Ok... danke für eure Tips. 

MfG  Comander_Keen


----------



## Flame (29. Oktober 2001)

*ja ja die drucker*

in der anschaffung sind sie alle billig und in der wartung und im zubehör dann schweine teuer.

guck gleich mit, was die patronen dann kosten. 

oftmals ist ein wenig teuerer drucker dann im nachhinein billiger.
rechnet sich dann aber erst.

lexmark ist z.b net schlecht.

ich hab das glück, bei uns steht ein phaser 850 rum.


----------



## Moartel (29. Oktober 2001)

*Re: ja ja die drucker*



> _Original geschrieben von FLAmE _
> *
> lexmark ist z.b net schlecht.*


Druckbild ist gut. Ist aber schweineteuer das Teil. 90DM für ne Patrone ist auf die Dauer nicht tragbar.


----------



## dave_ (29. Oktober 2001)

meine eltern haben oben nen minolta page pro 1100l

der ist einfach nur krasss ! 
ist aber laser - schwarz weiss und kostet so um die 450 


und dabei wollte ich gleich mal fragen ob wer zufällig druckertreiber für win2k hat oder weiss wos welche gibt, bei minolta nämlich nicht  
(ich wage zu bezweifeln, das es dann überhaupt welche gibt) 
*heul*


----------



## Flame (30. Oktober 2001)

*hmm*

wir haten in rechnungswesen mal die aufgabe zu kalkulieren welcher drucker der beste ist.

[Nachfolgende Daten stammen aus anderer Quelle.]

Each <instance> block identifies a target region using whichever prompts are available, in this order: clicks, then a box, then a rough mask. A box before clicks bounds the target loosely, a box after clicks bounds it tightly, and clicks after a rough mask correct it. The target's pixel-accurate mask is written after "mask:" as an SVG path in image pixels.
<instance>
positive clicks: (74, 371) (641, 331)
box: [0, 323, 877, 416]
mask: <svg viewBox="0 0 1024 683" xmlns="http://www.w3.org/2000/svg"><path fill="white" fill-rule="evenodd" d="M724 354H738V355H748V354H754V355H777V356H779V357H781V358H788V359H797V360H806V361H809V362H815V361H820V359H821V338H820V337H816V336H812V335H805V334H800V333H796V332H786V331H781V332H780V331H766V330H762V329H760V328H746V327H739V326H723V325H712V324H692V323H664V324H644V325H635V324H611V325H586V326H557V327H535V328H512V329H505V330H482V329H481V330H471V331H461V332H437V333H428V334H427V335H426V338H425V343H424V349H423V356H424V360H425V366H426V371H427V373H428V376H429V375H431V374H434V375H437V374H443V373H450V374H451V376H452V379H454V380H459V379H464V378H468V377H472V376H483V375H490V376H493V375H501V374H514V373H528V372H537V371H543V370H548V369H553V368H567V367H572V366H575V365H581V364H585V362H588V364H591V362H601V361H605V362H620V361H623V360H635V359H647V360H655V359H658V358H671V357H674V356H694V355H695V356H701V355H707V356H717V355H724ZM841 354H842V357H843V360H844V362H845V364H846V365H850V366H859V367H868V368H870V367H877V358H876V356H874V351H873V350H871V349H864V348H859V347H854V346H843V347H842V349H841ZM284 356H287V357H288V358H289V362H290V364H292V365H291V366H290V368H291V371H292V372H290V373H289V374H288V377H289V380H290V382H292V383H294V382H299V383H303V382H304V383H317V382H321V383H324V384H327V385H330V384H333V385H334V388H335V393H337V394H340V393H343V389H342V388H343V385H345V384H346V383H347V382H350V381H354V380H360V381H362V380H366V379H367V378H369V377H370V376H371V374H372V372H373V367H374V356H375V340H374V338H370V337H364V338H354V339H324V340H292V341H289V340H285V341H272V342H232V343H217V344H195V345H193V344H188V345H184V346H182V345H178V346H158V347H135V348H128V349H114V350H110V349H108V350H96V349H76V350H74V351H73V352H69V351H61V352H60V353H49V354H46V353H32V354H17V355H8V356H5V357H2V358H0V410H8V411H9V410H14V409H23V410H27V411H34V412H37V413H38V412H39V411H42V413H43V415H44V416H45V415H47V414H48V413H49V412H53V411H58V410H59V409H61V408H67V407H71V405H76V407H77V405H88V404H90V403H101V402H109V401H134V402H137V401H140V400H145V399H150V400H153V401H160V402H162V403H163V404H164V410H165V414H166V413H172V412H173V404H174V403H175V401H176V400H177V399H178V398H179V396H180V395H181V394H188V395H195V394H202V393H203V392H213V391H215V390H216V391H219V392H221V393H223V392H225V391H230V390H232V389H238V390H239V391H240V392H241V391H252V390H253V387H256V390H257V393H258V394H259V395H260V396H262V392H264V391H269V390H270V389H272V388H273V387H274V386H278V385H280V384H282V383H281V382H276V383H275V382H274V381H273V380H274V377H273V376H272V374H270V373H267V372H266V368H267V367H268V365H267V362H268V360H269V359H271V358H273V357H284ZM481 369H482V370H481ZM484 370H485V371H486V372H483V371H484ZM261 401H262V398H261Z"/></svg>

dabei hatten wir verschiedene kriterien.
patronen s/w - farbe
papier
toner
etc.

bei wenig drucken war das nicht tragbar.
aber bei größenordnungen von etwa 2500000 drucken hatte sich das schon gerechnet.
und das kommt in manch einer firma zustande.

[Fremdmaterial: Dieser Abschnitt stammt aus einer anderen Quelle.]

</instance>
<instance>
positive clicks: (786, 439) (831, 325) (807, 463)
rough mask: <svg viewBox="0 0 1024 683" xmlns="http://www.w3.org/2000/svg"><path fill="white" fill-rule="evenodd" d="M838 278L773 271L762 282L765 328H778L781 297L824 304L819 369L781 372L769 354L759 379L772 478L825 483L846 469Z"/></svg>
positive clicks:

für s/w laser haben wir nen brother dastehen. der ist sauschnell und kann sogar noch mit speicher aufgerüstet werden.

aber wie schon gesagt. ich bin baff von der printqualität des phaser.
das ist ne echt geniale sache mit wachs.
auch wenn der einem die haare vom kopf frisst.

http://www.officeprinting.xerox.com/cgi-bin/product.pl?&product=Z850


----------